Remember when we first lived together in NYC? It was 4 people with one bathroom and your room didn’t have a window. I had just broken up with my boyfriend, didn’t have many friends, worked full time at an Apple store repairing iPhones and I definitely didn’t have a cool instagram account. Still, you befriended me and introduced me to all of your friends. You showed me how to have fun in the city when I didn’t know how. You helped me to feel confident and handsome, even if I didn’t always fit in. Then, like bandits, we escaped out of that crowded apartment with too many people and not enough bathrooms and we moved into our very own apartment, just us two. We decorated the walls with paintings and pictures and had more parties than I can count on my hands and toes. I watched you grow and hop from job to job, finding yourself and tapping into the skills that you enjoyed most while I starting serving at 3 different vegan restaurants and working any other random gig I could get my hands on. We hustled together, working hard and playing hard, with never a dull moment.

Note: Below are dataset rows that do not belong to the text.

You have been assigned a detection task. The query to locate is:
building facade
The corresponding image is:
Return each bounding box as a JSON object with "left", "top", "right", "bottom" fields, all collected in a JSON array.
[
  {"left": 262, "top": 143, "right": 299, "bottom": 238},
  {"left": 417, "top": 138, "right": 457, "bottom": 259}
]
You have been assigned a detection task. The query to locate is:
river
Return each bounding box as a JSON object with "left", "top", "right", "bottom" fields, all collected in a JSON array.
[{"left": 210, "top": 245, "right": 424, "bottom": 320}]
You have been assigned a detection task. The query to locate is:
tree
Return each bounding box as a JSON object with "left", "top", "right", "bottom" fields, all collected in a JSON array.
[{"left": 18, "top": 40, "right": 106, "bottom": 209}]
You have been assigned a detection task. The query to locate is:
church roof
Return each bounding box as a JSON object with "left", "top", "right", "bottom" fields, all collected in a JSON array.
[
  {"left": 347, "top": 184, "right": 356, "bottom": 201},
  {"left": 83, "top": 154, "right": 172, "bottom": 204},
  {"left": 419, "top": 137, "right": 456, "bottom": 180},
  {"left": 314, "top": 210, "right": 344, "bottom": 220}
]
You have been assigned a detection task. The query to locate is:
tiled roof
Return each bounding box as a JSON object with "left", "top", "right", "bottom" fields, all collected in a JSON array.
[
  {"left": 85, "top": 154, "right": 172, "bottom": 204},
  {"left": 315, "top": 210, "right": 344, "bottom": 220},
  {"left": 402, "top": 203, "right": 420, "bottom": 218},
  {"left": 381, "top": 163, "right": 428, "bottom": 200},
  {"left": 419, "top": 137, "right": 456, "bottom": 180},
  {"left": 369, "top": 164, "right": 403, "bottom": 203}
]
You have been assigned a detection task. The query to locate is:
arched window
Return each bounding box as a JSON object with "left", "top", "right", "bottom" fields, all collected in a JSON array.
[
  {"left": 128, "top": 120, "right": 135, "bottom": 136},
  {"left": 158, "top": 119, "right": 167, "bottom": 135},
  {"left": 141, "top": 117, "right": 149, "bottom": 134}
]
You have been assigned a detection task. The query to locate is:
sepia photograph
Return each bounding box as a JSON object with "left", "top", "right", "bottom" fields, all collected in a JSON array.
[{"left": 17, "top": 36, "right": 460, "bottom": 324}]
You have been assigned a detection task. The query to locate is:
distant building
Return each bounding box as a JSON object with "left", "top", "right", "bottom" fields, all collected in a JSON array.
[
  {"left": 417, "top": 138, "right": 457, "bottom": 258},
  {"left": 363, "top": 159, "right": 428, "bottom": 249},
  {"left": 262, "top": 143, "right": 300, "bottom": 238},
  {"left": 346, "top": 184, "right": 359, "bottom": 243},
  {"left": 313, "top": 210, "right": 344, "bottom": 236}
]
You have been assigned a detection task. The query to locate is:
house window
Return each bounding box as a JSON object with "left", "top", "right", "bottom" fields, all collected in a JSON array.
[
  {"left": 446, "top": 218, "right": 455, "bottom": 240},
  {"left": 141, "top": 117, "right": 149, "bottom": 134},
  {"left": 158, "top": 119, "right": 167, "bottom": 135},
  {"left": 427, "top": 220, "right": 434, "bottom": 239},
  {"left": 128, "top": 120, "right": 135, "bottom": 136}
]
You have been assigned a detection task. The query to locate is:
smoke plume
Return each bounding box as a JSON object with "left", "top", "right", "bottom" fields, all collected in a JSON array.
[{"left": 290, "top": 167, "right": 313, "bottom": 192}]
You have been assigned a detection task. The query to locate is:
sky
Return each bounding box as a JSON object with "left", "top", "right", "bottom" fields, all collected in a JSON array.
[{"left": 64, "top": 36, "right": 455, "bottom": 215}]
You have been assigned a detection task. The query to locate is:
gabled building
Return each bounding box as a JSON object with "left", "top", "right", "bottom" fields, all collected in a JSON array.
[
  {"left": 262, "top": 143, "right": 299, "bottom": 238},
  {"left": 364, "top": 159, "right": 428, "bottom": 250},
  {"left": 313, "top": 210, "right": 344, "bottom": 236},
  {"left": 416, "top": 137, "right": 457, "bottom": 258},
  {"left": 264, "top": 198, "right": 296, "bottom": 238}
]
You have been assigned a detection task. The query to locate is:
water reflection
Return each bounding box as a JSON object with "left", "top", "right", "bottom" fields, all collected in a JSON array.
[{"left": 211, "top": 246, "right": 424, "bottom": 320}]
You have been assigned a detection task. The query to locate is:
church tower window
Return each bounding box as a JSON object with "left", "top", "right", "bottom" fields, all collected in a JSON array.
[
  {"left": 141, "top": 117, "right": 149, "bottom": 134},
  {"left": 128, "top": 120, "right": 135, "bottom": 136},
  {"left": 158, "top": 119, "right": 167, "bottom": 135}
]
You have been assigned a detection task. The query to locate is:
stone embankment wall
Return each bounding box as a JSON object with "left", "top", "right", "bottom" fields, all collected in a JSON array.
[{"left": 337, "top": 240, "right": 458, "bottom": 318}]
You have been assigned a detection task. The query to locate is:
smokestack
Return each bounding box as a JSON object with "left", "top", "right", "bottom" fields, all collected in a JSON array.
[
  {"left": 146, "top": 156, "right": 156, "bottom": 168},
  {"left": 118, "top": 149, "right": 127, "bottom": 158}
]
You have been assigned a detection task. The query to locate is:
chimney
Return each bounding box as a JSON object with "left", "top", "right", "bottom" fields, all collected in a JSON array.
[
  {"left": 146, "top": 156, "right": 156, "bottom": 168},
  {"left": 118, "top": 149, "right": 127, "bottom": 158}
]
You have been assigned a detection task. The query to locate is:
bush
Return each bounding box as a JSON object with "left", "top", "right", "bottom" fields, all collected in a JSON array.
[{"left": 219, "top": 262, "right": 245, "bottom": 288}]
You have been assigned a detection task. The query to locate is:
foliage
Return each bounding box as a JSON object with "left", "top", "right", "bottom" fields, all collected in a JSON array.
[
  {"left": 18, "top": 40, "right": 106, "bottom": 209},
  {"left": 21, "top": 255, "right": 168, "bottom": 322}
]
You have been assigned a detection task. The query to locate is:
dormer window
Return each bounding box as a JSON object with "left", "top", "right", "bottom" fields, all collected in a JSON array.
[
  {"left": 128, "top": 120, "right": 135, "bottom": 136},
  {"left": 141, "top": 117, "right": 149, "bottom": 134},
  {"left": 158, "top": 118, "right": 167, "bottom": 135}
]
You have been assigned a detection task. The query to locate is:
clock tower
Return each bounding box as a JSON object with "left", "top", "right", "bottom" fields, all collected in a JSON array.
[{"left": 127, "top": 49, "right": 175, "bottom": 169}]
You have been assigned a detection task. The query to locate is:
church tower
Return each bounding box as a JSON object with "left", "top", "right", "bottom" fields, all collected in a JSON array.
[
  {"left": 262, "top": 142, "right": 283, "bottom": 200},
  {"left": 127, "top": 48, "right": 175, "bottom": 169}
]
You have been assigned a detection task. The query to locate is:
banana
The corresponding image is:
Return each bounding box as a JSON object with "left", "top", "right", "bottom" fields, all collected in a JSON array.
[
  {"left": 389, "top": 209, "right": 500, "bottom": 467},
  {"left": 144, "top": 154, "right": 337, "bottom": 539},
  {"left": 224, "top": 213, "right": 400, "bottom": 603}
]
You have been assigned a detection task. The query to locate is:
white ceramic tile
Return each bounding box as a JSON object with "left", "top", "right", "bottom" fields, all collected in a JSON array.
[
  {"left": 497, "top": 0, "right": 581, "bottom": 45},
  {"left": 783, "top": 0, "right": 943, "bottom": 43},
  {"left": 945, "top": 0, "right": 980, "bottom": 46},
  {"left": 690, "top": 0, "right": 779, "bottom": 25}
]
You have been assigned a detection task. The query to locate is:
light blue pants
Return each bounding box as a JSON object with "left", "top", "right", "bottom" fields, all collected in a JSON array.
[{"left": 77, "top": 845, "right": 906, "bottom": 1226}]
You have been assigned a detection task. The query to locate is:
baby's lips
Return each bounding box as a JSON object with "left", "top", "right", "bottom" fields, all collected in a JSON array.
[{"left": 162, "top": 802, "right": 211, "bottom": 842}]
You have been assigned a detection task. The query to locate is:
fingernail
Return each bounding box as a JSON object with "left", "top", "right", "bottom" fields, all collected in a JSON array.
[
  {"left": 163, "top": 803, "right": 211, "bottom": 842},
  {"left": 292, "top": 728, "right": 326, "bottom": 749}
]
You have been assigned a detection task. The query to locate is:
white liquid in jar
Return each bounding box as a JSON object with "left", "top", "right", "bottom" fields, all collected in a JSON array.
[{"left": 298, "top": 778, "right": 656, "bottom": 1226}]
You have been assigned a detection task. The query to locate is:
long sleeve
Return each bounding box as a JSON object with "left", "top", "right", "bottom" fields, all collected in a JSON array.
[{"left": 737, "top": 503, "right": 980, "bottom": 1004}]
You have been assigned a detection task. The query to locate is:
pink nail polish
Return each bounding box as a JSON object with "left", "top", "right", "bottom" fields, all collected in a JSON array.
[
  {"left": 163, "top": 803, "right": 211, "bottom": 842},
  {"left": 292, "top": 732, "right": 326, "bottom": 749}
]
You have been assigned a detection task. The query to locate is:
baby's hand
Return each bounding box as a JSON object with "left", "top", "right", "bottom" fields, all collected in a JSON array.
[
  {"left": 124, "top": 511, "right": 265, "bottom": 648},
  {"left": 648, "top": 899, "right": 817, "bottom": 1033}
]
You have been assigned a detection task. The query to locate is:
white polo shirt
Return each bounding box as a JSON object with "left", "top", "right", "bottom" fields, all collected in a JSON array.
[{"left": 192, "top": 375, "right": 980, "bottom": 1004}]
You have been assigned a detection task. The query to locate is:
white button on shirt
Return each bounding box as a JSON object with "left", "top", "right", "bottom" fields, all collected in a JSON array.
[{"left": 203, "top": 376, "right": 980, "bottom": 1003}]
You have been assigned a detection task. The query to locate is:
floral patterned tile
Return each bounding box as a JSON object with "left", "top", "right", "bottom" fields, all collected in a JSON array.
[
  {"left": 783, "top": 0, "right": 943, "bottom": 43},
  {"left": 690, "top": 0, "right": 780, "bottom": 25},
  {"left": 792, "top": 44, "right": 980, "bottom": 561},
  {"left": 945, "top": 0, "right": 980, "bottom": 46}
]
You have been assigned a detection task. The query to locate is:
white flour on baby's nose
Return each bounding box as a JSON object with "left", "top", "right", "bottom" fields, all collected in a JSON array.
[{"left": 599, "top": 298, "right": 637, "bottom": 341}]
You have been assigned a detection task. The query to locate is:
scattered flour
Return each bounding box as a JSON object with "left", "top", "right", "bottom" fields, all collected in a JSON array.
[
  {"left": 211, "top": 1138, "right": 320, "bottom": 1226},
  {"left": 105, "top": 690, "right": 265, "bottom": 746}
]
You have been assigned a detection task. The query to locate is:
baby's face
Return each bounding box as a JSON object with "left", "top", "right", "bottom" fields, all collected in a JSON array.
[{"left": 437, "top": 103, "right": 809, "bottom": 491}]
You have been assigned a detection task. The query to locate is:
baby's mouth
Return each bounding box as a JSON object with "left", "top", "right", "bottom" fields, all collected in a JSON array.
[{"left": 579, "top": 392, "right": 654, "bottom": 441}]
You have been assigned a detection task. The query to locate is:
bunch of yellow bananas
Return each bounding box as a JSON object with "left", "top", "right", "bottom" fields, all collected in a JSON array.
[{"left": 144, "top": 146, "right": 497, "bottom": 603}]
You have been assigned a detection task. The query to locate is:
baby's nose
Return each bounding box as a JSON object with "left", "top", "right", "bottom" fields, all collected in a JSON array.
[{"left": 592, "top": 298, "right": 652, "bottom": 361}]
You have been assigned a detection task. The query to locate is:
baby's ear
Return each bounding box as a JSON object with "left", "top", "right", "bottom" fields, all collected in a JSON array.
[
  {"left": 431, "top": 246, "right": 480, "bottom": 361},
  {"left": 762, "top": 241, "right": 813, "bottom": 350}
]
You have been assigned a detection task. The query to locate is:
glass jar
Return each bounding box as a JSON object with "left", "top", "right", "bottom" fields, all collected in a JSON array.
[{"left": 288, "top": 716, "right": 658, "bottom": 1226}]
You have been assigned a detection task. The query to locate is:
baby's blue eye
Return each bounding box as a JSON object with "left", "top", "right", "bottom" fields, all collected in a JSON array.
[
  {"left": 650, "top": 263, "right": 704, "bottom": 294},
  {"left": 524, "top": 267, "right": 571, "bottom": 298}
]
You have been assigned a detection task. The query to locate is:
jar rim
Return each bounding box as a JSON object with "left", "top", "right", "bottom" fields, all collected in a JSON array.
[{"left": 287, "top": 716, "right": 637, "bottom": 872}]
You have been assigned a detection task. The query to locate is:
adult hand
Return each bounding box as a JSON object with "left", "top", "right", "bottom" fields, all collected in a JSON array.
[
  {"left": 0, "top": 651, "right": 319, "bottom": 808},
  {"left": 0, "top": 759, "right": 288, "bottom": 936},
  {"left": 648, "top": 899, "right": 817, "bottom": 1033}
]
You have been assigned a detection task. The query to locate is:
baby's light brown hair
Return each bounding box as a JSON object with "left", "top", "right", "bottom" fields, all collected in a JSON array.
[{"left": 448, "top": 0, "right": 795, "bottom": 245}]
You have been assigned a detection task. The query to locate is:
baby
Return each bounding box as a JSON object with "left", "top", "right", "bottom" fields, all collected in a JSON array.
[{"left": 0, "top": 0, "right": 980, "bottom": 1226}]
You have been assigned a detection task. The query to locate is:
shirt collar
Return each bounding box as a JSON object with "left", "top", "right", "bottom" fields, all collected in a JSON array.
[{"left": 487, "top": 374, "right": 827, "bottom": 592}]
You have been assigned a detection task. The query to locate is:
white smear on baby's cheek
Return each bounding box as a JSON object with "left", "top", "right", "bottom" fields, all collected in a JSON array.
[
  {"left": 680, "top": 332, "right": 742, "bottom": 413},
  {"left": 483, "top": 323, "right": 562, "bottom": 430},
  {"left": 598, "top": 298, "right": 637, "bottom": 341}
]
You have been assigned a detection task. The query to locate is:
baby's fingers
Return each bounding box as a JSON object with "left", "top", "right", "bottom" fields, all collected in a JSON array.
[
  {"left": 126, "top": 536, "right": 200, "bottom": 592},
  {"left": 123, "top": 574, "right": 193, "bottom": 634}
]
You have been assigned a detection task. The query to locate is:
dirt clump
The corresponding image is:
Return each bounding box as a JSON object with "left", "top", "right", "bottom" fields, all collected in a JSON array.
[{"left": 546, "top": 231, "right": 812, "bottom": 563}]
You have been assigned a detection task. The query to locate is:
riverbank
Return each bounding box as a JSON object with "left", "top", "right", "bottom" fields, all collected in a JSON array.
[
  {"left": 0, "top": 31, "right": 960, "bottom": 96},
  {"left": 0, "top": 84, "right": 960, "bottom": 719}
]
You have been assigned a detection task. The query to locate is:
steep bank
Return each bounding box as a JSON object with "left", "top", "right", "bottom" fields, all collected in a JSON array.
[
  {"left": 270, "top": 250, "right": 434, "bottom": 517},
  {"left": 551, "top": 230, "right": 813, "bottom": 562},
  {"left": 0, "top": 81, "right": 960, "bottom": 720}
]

Then I started this Instagram. I used an old piece of white plastic that covered a light fixture in the utility closet as my background and I would set it in your windowsill to take shots of food because it was the only light I had access to. You would come home to me watching cooking shows of Julia Child and Nigella Lawsom, scribbling down ideas and working on recipes. The apartment slowly turned into a mini-farmers market with dried ears of corn and bushels of herbs suspending from the ceiling and props and backgrounds accumulating left and right. You were there, by my side, and you watched me tap into the authentic creativity that is now the very source of the content you see here.
Eventually I moved away and you stayed. But now, even when you visit me years later in New Orleans, and you sit on my bed with a glass of wine and we watch a movie, it feels just like when we lived together, with a comfort that is incomparable to most. I’ve always considered you to be a brother that I’ve never had Davey, and I ultimately just want to make you proud. And laugh.